The collaborative project has gained support from multiple channels such as a five-year grant of nearly US$1 million from the Indian Health Service’s Indians Into Medicine Programme, and the same quantum in financial and in-kind contributions from project partners. 


The project will expand on earlier initiatives such as Oregon Health and Science University’s Wy’east Post-Baccalaureate Pathway, a 10-month programme to support members of federally recognised tribes by providing a pathway to improve their academic skills and ensure they are enrolled into medical school. 

RISE will add to this initiative by collectively admitting 18 students to the pathway. The students will receive conditional acceptance from the three participating medical schools upon successful completion of the Wy’east Pathway. 

The project has the potential to increase the total number of Natives enrolled in American medical schools by about 40 percent.

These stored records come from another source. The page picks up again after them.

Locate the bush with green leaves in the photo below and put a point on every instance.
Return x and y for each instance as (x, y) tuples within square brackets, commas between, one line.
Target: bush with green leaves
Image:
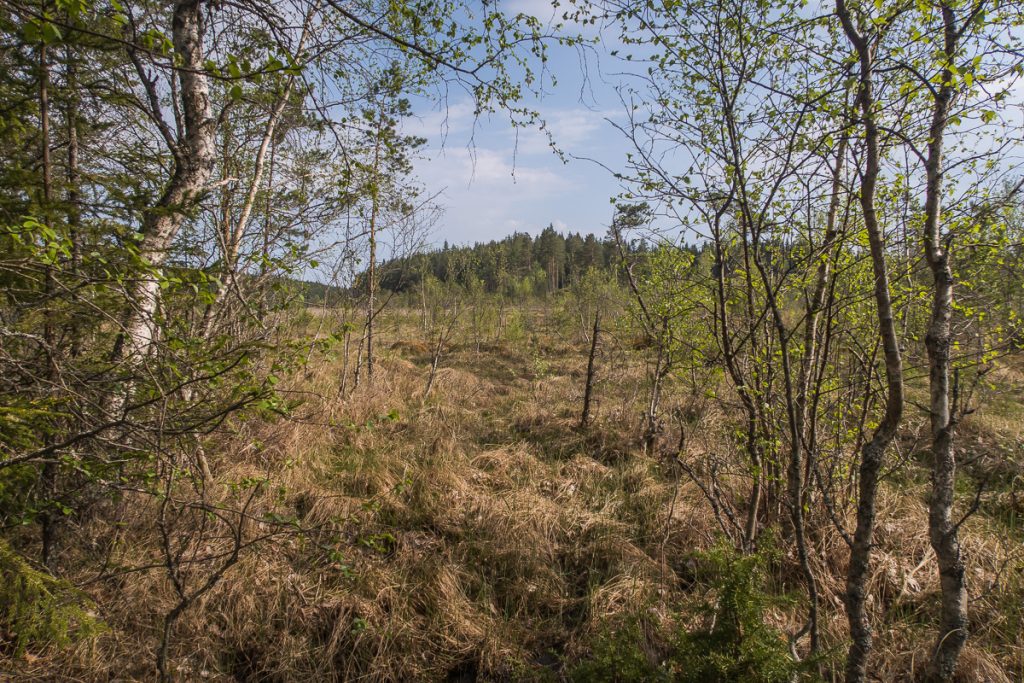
[(737, 644), (37, 609)]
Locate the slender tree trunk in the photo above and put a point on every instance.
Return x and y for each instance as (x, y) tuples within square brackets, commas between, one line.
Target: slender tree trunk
[(872, 454), (47, 518), (372, 271), (953, 626), (74, 211), (589, 389), (194, 161)]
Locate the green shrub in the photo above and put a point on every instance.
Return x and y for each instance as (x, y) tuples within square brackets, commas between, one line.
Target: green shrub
[(738, 646), (617, 655), (38, 609)]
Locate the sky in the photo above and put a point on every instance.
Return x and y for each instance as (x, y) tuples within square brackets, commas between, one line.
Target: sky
[(495, 179)]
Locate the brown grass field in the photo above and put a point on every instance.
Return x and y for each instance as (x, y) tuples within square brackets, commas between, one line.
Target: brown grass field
[(477, 535)]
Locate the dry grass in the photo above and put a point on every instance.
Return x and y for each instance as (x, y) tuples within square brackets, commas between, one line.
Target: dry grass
[(478, 531)]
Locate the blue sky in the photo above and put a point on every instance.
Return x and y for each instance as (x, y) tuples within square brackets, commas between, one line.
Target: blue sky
[(496, 179)]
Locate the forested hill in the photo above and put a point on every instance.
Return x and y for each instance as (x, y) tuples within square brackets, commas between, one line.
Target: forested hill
[(536, 264)]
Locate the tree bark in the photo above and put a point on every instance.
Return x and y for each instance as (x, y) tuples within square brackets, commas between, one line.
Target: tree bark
[(872, 453), (194, 161), (589, 388), (943, 534)]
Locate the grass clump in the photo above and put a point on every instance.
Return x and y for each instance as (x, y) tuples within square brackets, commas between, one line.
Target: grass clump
[(734, 644)]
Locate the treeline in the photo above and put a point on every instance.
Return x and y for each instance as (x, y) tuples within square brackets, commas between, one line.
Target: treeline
[(518, 263)]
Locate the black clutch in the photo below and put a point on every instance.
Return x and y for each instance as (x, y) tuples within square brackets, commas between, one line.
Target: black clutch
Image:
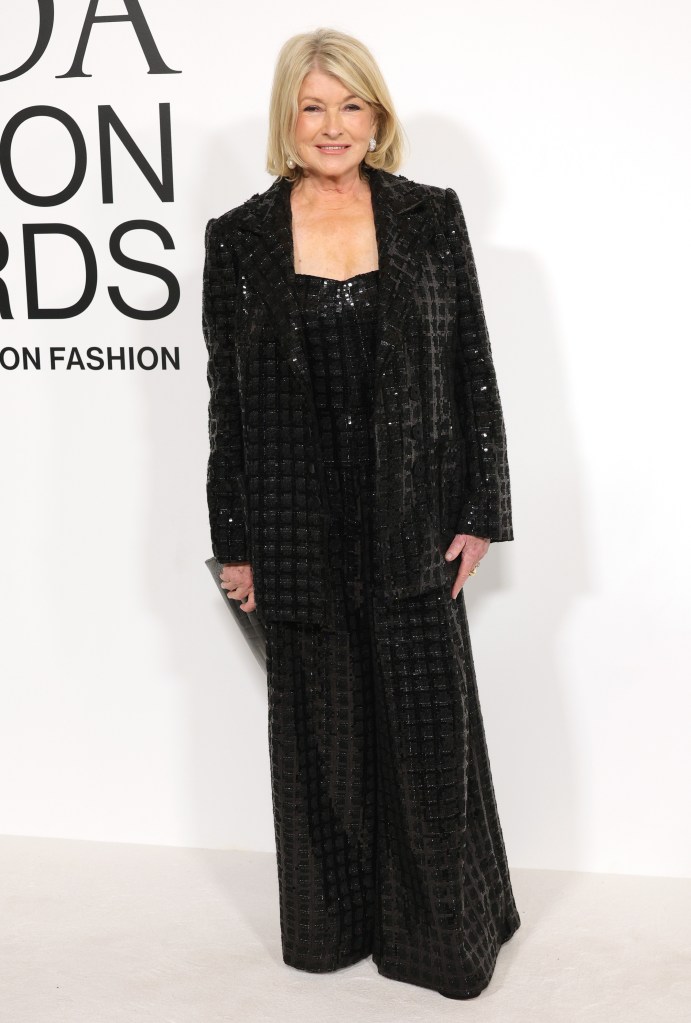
[(251, 625)]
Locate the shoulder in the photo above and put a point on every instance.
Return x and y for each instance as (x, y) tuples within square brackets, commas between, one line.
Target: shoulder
[(251, 208), (442, 199)]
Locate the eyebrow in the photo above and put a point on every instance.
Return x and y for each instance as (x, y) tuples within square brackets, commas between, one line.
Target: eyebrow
[(351, 96)]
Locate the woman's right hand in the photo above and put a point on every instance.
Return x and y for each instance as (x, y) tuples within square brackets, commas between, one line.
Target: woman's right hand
[(239, 581)]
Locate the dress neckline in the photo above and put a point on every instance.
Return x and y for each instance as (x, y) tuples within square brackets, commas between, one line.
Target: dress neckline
[(289, 214), (335, 280)]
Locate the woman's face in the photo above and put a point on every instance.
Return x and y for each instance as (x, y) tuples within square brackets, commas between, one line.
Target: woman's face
[(330, 116)]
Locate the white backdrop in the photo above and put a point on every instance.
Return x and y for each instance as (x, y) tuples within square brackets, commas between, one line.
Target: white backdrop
[(131, 710)]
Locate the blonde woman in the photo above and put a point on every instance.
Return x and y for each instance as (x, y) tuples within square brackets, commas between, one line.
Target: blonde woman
[(357, 476)]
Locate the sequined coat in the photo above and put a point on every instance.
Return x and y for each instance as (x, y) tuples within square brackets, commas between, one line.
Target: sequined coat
[(440, 449)]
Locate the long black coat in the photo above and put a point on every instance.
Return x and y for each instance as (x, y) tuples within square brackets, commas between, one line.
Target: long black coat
[(441, 463)]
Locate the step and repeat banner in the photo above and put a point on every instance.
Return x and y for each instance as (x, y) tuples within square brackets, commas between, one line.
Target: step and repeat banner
[(132, 708)]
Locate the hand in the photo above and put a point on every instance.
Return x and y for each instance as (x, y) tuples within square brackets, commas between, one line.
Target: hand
[(472, 550), (239, 581)]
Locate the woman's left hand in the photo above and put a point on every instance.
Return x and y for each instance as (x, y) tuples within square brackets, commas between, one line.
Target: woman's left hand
[(472, 550)]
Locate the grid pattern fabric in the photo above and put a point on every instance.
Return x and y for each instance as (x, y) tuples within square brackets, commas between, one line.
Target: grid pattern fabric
[(388, 839), (439, 443)]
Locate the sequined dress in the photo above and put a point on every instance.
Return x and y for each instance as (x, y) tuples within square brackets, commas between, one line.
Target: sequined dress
[(388, 839)]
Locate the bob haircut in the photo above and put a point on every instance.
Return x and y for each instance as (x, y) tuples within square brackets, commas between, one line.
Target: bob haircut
[(348, 59)]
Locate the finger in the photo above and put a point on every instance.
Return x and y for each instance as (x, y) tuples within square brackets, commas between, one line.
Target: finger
[(239, 591), (456, 546)]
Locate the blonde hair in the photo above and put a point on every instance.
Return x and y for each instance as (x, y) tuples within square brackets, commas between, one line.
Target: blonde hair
[(348, 59)]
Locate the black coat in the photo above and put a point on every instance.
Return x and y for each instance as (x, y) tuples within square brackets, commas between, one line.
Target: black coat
[(441, 463)]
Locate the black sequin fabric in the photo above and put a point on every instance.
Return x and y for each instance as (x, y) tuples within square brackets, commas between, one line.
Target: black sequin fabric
[(439, 451), (388, 839)]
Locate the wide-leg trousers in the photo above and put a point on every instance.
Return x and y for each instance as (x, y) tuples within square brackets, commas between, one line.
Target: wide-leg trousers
[(387, 831)]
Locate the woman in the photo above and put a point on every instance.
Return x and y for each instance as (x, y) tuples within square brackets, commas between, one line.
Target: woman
[(357, 449)]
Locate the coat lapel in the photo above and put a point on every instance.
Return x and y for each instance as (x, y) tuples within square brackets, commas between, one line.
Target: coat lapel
[(402, 221)]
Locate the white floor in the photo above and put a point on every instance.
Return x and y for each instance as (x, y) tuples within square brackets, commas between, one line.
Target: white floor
[(99, 932)]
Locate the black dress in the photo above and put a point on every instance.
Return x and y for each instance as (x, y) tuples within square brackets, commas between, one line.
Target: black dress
[(388, 839)]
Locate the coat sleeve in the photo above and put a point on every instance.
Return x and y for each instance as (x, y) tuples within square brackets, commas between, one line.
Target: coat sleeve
[(225, 478), (486, 506)]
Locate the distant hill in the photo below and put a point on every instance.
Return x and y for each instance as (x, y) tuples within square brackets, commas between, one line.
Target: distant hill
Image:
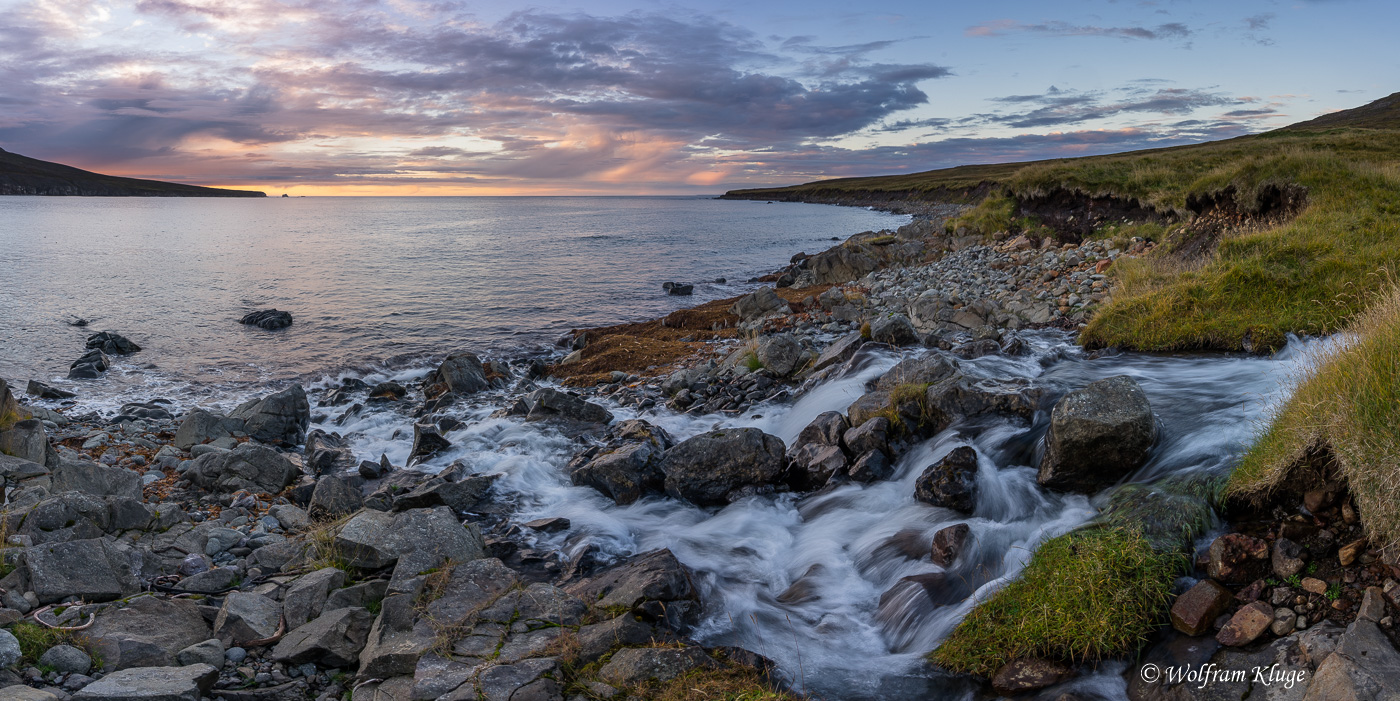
[(23, 175)]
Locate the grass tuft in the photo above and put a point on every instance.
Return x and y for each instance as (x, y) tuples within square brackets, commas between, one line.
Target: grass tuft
[(1087, 595)]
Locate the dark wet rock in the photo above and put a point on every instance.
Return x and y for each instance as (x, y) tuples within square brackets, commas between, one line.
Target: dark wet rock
[(826, 428), (111, 343), (280, 419), (636, 665), (147, 631), (333, 640), (28, 441), (1238, 558), (627, 465), (1025, 675), (90, 365), (1098, 435), (44, 391), (759, 304), (270, 319), (711, 469), (249, 466), (1194, 612), (461, 374), (188, 683), (951, 482), (893, 329), (427, 442), (548, 403), (326, 454), (95, 570), (200, 427), (948, 544), (332, 498)]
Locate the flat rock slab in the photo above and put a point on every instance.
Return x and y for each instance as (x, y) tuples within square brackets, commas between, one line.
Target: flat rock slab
[(151, 684)]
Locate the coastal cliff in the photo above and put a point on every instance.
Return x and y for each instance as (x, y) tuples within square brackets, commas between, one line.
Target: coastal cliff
[(24, 175)]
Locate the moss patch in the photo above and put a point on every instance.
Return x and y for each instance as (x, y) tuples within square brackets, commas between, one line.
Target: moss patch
[(1087, 595)]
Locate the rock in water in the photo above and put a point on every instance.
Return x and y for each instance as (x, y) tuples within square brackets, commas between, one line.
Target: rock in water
[(112, 343), (1098, 435), (951, 483), (713, 469), (270, 319)]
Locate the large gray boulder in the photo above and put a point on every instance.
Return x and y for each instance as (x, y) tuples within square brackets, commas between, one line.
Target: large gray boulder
[(333, 640), (100, 480), (25, 440), (147, 631), (1098, 435), (714, 469), (200, 427), (759, 304), (375, 539), (249, 466), (188, 683), (94, 570), (279, 419), (627, 465), (461, 372)]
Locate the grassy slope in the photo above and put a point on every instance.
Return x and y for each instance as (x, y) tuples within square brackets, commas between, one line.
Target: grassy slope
[(1309, 274), (31, 172)]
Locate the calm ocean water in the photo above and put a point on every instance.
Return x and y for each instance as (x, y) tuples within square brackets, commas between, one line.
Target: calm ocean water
[(370, 280)]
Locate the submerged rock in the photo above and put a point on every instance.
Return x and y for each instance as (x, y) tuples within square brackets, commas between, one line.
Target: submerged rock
[(1098, 435), (270, 319)]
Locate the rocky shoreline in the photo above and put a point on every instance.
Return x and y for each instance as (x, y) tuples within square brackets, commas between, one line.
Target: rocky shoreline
[(184, 553)]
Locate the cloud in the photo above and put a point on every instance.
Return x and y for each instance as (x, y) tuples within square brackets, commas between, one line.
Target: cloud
[(1059, 28)]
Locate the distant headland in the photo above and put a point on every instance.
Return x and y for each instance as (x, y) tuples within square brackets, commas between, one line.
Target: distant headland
[(23, 175)]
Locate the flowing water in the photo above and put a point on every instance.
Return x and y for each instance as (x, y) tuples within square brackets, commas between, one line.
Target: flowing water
[(854, 631)]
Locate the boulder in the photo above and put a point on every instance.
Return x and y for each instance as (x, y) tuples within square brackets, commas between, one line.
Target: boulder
[(188, 683), (627, 465), (249, 466), (100, 480), (1194, 612), (25, 440), (780, 353), (1098, 435), (111, 343), (95, 570), (461, 374), (45, 391), (948, 544), (269, 319), (760, 304), (332, 498), (1238, 558), (90, 365), (951, 482), (333, 640), (280, 419), (247, 617), (546, 403), (636, 665), (147, 631), (427, 442), (374, 539), (711, 469), (200, 427), (328, 454), (893, 329)]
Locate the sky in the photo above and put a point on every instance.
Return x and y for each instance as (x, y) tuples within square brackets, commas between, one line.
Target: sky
[(640, 97)]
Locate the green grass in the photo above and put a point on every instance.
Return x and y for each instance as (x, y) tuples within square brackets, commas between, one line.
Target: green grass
[(1348, 407), (1088, 595)]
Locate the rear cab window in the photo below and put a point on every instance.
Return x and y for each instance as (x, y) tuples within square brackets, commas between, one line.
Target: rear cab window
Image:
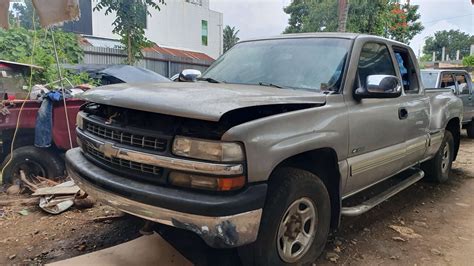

This is provided that all 18 project students proceed to pursue their studies in medicine. 

This will mark a substantial jump in the demographics of Natives in the medical sector as previous statistics point at approximately 0.4 percent of Native American physicians in the US and only 44 out of 21,863 currently enrolled medical students identified as Native American.  

The RISE project will also involve six-week summer enrichment programmes in biomedical sciences and MCAT exam preparation for undergraduate or recently graduated Native American students who aim to attend medical school. 

Additionally, project partners will also expand the existing Pacific Northwest American Indian/Alaska Native Medical School Applicant Workshop which will also help Native students to prepare to apply for medical school. 

Other encouraging efforts by the project include targeted digital and social media outreach campaigns and hands-on health profession enrichment activities will motivate Native youth and adolescents to pursue a career path in medicine and health care. 

Native youth can text the keyword HEALER to 97779 to receive weekly text messages that include role-model videos, resources and more to help them take their first steps to become a healer in their community.